Aliasing

First off, let's get some important caveats out of this way:

  • We will be using the broadest possible definition of aliasing for the sake of discussion. Rust's definition will probably be more restricted to factor in mutations and liveness.

  • We will be assuming a single-threaded, interrupt-free, execution. We will also be ignoring things like memory-mapped hardware. Rust assumes these things don't happen unless you tell it otherwise. For more details, see the Concurrency Chapter.

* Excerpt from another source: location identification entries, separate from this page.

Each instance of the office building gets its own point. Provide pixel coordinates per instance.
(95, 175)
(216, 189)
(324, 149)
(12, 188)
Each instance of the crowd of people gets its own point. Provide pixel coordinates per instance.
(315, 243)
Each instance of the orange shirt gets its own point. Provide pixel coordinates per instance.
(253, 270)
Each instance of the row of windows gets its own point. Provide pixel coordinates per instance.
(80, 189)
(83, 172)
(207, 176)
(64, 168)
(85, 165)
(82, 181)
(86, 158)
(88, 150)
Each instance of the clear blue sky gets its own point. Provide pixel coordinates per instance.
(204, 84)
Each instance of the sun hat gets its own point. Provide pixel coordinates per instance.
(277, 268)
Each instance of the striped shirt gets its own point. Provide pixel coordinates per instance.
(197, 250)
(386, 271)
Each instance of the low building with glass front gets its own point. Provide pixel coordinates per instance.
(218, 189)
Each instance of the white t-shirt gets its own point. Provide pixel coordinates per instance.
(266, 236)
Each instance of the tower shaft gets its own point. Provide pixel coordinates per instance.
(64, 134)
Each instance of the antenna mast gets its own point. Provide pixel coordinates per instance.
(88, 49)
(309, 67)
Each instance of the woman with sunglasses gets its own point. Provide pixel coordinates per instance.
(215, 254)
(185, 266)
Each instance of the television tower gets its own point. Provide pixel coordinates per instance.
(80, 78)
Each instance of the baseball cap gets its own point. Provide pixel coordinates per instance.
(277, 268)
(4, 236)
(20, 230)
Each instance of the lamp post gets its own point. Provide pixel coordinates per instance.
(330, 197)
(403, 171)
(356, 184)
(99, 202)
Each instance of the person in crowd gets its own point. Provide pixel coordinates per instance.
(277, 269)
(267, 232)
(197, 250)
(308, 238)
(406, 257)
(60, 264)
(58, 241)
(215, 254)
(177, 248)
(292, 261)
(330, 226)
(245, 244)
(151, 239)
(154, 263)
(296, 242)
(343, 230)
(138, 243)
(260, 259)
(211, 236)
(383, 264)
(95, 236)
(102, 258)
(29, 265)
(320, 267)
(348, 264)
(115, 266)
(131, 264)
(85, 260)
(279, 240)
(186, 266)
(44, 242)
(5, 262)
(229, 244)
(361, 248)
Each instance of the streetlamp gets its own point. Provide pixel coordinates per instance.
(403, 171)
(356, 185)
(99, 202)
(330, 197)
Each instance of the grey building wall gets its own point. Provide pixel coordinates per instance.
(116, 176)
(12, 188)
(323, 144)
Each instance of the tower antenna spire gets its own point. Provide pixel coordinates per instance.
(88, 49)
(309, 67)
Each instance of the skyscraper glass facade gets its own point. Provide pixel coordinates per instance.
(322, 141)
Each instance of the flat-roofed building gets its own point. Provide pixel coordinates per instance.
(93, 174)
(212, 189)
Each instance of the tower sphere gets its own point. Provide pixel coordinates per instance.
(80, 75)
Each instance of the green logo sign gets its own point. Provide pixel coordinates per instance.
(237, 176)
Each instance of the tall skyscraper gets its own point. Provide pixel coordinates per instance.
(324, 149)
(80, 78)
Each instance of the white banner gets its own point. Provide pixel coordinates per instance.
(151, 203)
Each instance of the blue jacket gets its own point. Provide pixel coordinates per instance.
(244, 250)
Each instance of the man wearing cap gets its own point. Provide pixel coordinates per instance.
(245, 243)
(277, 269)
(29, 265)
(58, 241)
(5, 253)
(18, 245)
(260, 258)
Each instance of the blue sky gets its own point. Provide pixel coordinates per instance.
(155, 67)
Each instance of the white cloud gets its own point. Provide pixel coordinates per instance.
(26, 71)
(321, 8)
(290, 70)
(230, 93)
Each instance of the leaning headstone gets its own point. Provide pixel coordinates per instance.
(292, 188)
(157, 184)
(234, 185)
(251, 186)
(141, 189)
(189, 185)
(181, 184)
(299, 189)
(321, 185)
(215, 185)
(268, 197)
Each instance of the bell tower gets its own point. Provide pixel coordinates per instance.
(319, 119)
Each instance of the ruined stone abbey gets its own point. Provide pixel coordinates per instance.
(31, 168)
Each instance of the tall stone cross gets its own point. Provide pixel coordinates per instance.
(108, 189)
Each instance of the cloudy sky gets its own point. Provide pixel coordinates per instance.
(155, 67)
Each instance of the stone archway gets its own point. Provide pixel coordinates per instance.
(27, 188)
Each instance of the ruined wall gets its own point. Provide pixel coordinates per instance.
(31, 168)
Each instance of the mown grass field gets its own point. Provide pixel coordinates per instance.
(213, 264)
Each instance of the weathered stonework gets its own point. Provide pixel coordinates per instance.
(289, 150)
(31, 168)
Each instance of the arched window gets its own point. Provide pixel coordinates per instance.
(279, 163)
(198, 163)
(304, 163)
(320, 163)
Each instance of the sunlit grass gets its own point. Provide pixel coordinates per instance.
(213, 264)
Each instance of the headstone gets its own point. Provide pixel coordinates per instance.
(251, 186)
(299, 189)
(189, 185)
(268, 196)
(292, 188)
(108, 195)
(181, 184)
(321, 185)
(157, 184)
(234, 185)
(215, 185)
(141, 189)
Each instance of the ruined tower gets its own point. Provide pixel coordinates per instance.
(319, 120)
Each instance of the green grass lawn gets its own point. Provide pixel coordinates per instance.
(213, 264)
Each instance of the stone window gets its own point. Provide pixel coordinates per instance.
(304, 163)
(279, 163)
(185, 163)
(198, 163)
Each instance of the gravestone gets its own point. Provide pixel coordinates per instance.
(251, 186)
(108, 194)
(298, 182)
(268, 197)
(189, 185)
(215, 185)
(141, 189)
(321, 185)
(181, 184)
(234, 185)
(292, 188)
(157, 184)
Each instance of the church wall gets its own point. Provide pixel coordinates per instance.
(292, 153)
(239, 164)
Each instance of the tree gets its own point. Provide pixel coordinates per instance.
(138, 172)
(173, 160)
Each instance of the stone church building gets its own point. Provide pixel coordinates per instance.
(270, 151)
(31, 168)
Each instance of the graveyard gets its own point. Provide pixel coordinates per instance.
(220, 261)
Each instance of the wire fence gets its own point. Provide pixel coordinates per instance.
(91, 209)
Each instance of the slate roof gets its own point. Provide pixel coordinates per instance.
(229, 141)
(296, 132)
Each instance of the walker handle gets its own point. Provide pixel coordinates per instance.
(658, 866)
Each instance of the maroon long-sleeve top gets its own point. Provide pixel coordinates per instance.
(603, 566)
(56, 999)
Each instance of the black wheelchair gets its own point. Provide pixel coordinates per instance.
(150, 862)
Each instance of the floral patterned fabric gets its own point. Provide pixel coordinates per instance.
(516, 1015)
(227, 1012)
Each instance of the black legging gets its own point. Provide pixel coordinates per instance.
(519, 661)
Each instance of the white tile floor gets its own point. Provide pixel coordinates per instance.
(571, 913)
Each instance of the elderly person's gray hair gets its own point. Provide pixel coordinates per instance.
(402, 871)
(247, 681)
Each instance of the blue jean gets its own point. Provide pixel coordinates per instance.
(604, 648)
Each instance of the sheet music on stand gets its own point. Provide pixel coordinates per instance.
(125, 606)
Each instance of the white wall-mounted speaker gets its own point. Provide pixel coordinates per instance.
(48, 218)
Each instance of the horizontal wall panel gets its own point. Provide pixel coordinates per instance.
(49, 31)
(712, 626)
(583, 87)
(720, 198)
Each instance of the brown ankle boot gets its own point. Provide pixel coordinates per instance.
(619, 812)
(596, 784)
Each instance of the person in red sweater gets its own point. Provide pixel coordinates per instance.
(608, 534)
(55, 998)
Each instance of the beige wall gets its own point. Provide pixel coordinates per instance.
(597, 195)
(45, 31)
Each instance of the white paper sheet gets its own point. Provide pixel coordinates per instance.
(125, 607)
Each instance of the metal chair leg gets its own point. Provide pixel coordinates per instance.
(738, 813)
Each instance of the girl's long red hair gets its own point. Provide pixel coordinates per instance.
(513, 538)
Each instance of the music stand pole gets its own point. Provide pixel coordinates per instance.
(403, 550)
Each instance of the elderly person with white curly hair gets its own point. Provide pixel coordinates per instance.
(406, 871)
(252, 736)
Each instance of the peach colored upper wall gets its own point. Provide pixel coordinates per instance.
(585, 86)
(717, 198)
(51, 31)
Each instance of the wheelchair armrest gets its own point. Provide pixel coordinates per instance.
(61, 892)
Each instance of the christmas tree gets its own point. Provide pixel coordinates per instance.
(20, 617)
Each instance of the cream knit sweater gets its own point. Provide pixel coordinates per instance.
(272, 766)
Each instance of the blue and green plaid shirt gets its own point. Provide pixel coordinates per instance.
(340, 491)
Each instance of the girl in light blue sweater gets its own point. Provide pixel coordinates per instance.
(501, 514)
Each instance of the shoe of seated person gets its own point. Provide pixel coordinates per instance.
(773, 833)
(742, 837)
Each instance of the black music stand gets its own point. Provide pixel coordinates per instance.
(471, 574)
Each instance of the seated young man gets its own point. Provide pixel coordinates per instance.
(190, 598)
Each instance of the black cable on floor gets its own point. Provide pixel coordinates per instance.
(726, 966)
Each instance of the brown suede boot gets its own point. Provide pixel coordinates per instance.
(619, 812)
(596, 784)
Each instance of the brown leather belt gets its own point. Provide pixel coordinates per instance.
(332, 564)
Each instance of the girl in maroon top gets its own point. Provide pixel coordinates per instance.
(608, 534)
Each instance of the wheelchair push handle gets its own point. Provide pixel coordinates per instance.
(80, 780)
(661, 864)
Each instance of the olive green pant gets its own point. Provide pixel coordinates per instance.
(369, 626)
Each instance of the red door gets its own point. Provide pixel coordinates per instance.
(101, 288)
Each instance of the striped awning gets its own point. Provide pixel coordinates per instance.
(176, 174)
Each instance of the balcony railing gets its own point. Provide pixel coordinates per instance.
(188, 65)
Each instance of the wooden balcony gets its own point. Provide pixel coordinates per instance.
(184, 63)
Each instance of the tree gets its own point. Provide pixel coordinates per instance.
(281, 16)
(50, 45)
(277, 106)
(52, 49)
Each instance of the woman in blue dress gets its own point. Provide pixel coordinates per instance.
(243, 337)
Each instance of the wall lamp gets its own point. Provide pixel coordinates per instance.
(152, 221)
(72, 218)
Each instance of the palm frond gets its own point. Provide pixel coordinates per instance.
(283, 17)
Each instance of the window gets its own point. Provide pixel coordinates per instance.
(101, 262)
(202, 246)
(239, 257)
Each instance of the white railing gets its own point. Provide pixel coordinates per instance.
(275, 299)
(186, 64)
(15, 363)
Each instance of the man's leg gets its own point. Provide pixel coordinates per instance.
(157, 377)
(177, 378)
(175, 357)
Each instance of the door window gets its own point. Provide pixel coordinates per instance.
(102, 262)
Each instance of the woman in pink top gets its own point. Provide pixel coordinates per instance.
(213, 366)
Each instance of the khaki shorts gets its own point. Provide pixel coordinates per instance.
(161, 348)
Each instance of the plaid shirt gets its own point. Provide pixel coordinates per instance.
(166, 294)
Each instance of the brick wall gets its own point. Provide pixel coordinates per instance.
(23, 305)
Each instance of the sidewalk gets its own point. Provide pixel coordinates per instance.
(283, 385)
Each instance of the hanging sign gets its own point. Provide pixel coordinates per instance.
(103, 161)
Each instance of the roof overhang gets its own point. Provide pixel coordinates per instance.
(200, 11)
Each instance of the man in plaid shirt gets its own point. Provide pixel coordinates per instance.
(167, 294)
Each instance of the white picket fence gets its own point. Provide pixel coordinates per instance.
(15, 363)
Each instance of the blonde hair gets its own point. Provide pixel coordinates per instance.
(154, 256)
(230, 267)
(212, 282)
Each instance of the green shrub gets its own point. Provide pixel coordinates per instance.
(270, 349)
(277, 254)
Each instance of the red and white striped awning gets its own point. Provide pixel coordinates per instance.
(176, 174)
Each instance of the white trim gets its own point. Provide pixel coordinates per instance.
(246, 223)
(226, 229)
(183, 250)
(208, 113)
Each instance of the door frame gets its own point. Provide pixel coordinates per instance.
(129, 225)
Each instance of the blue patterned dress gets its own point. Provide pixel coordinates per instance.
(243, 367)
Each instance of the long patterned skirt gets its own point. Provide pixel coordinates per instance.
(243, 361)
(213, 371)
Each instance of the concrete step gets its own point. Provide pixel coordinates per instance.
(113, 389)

With that said, here's our working definition: variables and pointers alias if they refer to overlapping regions of memory.

Why Aliasing Matters

So why should we care about aliasing?

Consider this simple function:


# #![allow(unused_variables)]
#fn main() {
fn compute(input: &u32, output: &mut u32) {
    if *input > 10 {
        *output = 1;
    }
    if *input > 5 {
        *output *= 2;
    }
}
#}

We would like to be able to optimize it to the following function:


# #![allow(unused_variables)]
#fn main() {
fn compute(input: &u32, output: &mut u32) {
    let cached_input = *input; // keep *input in a register
    if cached_input > 10 {
        *output = 2;  // x > 10 implies x > 5, so double and exit immediately
    } else if cached_input > 5 {
        *output *= 2;
    }
}
#}

In Rust, this optimization should be sound. For almost any other language, it wouldn't be (barring global analysis). This is because the optimization relies on knowing that aliasing doesn't occur, which most languages are fairly liberal with. Specifically, we need to worry about function arguments that make input and output overlap, such as compute(&x, &mut x).

With that input, we could get this execution:

                    //  input ==  output == 0xabad1dea
                    // *input == *output == 20
if *input > 10 {    // true  (*input == 20)
    *output = 1;    // also overwrites *input, because they are the same
}
if *input > 5 {     // false (*input == 1)
    *output *= 2;
}
                    // *input == *output == 1

Our optimized function would produce *output == 2 for this input, so the correctness of our optimization relies on this input being impossible.

In Rust we know this input should be impossible because &mut isn't allowed to be aliased. So we can safely reject its possibility and perform this optimization. In most other languages, this input would be entirely possible, and must be considered.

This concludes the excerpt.